Thursday, January 3, 2013

Our Birdfeeders

I enjoy seeing wildlife in the yard, which was quite common before we had dogs living here. We use to see deer and turkey regularly, as well as other small wildlife. Luke and Jack keep most wildlife run off now, though, so most of what I get to see are birds. We have bird feeders that are visible from my window, so that I can look out and see them when I'm working.

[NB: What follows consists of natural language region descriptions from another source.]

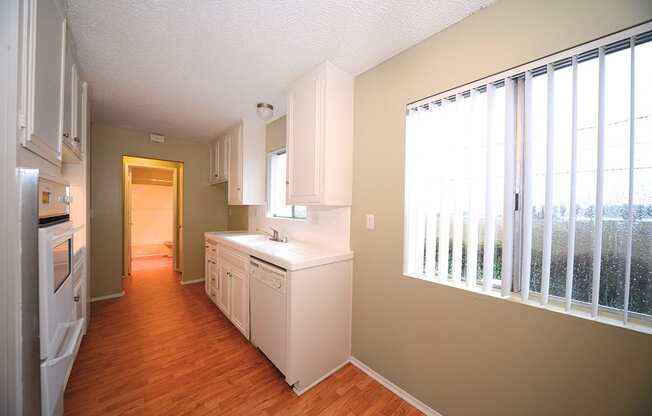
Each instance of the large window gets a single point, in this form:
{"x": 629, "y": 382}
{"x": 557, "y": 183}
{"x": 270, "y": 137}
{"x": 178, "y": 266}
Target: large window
{"x": 276, "y": 176}
{"x": 537, "y": 183}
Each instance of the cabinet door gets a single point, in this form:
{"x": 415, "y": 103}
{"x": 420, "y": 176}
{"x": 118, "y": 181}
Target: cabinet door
{"x": 305, "y": 140}
{"x": 207, "y": 273}
{"x": 211, "y": 165}
{"x": 224, "y": 298}
{"x": 214, "y": 282}
{"x": 79, "y": 110}
{"x": 235, "y": 167}
{"x": 240, "y": 301}
{"x": 44, "y": 34}
{"x": 223, "y": 159}
{"x": 68, "y": 117}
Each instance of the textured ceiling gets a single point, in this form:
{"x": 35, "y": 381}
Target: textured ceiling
{"x": 190, "y": 68}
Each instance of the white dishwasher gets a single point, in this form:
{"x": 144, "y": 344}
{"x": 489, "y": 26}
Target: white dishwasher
{"x": 269, "y": 311}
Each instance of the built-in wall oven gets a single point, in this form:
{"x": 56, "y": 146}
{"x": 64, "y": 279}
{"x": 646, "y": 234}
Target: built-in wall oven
{"x": 59, "y": 330}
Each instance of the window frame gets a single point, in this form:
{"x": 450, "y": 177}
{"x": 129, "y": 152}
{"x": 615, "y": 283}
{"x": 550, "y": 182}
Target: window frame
{"x": 607, "y": 314}
{"x": 269, "y": 209}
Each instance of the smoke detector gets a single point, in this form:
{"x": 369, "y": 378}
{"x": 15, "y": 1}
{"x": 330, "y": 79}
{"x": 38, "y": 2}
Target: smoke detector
{"x": 157, "y": 138}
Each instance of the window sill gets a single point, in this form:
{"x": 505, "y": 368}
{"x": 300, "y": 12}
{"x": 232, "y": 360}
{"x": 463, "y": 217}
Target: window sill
{"x": 577, "y": 310}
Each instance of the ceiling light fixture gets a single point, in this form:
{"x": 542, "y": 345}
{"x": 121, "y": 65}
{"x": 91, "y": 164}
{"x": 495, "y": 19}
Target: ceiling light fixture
{"x": 265, "y": 111}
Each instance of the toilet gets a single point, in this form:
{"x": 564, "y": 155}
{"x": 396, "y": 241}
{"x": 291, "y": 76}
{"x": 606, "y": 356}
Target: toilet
{"x": 168, "y": 245}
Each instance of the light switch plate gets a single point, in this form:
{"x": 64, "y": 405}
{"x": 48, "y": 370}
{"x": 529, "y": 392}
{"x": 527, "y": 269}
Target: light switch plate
{"x": 371, "y": 222}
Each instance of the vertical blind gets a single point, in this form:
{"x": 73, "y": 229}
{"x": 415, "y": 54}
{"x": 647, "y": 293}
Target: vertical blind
{"x": 581, "y": 166}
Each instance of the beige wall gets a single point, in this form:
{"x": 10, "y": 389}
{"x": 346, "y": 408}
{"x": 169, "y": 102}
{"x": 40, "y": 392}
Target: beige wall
{"x": 238, "y": 218}
{"x": 459, "y": 352}
{"x": 204, "y": 205}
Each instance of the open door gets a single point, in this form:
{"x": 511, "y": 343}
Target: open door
{"x": 178, "y": 221}
{"x": 128, "y": 222}
{"x": 176, "y": 168}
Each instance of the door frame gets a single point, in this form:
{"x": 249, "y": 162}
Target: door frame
{"x": 176, "y": 167}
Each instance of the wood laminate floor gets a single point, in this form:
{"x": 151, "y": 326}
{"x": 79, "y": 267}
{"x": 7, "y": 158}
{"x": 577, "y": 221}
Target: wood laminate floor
{"x": 165, "y": 349}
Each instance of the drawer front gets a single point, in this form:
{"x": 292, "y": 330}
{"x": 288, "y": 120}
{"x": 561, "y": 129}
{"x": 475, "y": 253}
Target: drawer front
{"x": 236, "y": 259}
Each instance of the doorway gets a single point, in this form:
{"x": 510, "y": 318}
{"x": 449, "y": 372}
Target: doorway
{"x": 152, "y": 211}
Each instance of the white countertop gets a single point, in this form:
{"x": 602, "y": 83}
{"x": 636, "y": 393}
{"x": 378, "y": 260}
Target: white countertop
{"x": 290, "y": 256}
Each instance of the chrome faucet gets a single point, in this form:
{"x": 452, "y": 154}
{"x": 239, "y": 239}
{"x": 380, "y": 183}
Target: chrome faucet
{"x": 275, "y": 237}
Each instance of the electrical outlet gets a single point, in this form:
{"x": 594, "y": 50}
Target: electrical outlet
{"x": 371, "y": 222}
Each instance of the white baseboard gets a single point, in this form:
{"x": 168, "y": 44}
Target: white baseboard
{"x": 189, "y": 282}
{"x": 107, "y": 297}
{"x": 319, "y": 380}
{"x": 395, "y": 389}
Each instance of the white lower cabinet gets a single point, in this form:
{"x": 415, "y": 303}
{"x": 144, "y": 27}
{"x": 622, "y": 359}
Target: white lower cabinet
{"x": 224, "y": 291}
{"x": 239, "y": 284}
{"x": 227, "y": 283}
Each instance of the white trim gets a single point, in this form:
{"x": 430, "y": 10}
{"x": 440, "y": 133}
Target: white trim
{"x": 107, "y": 297}
{"x": 599, "y": 193}
{"x": 550, "y": 174}
{"x": 189, "y": 282}
{"x": 570, "y": 260}
{"x": 526, "y": 191}
{"x": 395, "y": 389}
{"x": 320, "y": 379}
{"x": 632, "y": 141}
{"x": 568, "y": 53}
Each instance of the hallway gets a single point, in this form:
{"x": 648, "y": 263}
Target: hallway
{"x": 165, "y": 349}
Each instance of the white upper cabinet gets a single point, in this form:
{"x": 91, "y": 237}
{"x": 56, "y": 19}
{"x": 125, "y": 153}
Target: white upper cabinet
{"x": 320, "y": 138}
{"x": 219, "y": 160}
{"x": 71, "y": 107}
{"x": 246, "y": 162}
{"x": 51, "y": 113}
{"x": 43, "y": 38}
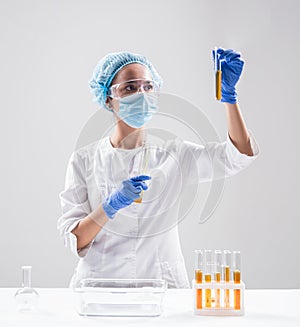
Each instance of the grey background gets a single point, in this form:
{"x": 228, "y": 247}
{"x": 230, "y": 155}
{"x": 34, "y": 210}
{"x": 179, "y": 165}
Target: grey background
{"x": 48, "y": 52}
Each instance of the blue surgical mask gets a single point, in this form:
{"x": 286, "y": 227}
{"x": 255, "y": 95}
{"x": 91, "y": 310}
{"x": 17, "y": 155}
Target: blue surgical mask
{"x": 137, "y": 109}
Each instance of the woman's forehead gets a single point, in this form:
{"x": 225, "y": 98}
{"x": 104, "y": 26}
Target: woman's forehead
{"x": 132, "y": 71}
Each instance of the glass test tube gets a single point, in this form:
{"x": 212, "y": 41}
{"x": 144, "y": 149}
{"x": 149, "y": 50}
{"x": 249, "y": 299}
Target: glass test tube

We currently have five bird feeders, not including the humming bird feeder that goes on the front porch during warmer weather. The tube feeder is currently filled with a traditional bird seed, and is being completely ignored. The cabin feeder, which is a wooden feeder that resembles a lot cabin, is also filled with traditional seed, and is likewise being ignored. These were getting some activity before we put out sunflower seeds, but mostly because the birds were picking the sunflower seeds out of the other seed. This will change as the seasons change and other birds begin visiting the feeders, so we will continue putting out the traditional seed. Our other wooden feeder is now filled with black oil sunflower seeds, so is very popular right now. The platform feeder that Andrea made also has the sunflower seeds, and is, by far, the most popular feeder at the moment. The remaining feeder is a basic suet feeder, which gets some activity, but not a lot. We recently picked up a double suet feeder to put in place of that one, so we can experiment with different types of suet cakes to see which the birds prefer.

The most prominent birds that we see are Cardinals. We don't see them often, probably a few times a day, but because of their size and color they always stand out. The cardinals seem to like the sunflower seeds best. The most common bird we see is the House Finch. It took me a while to identify these, as they do not match the photos and description in Peterson First Guides to Birds, which is the identification book I was using. After doing some online research, however, I ran across information on the yellow variant of the House Finch, and realized that was what has been visiting the feeder. The Finches love the sunflower seeds, and can be seen at almost anytime. When I looked out the window this morning there were at least six of them on the platform feeder, and another one or two on the wooden feeder with the sunflower seeds.

We began noticing a new bird at the feeders today, so I've spent some time trying to identify it. I've been able to determine that the bird is a Warbler, but have not identified the specific type. They resemble the Cerulean Warbler, but don't quite match the photos that I've seen. I suspect that me thinking they could be this type may be a bit of wishful thinking as the conservation status of the Cerulean Warbler is vulnerable.

Now that I've started attempting to identify the birds that visit our feeders I'm likely to continue doing so. I probably need to pick up a more complete identification guide. Right now I'm considering either Peterson Field Guide to Birds of Eastern and Central North America or The Sibley Guide to Birds. Either way, I'll probably so pick up the Peterson Field Guide: Eastern Birds' Nests, because I know nothing about nest identification.


  1. I highly recommend Peterson for just about everything, and especially birds for beginner to intermediate level. Sibley's is great, but is really too in depth (and big) to be a beginner guide. I also trust Peterson's gestalts more than anyone else's.

    1. Thanks for the suggestion. I like the Peterson guide I have, I just need something that is a bit more in depth, although I probably do not need anything as in depth as the Sibley's.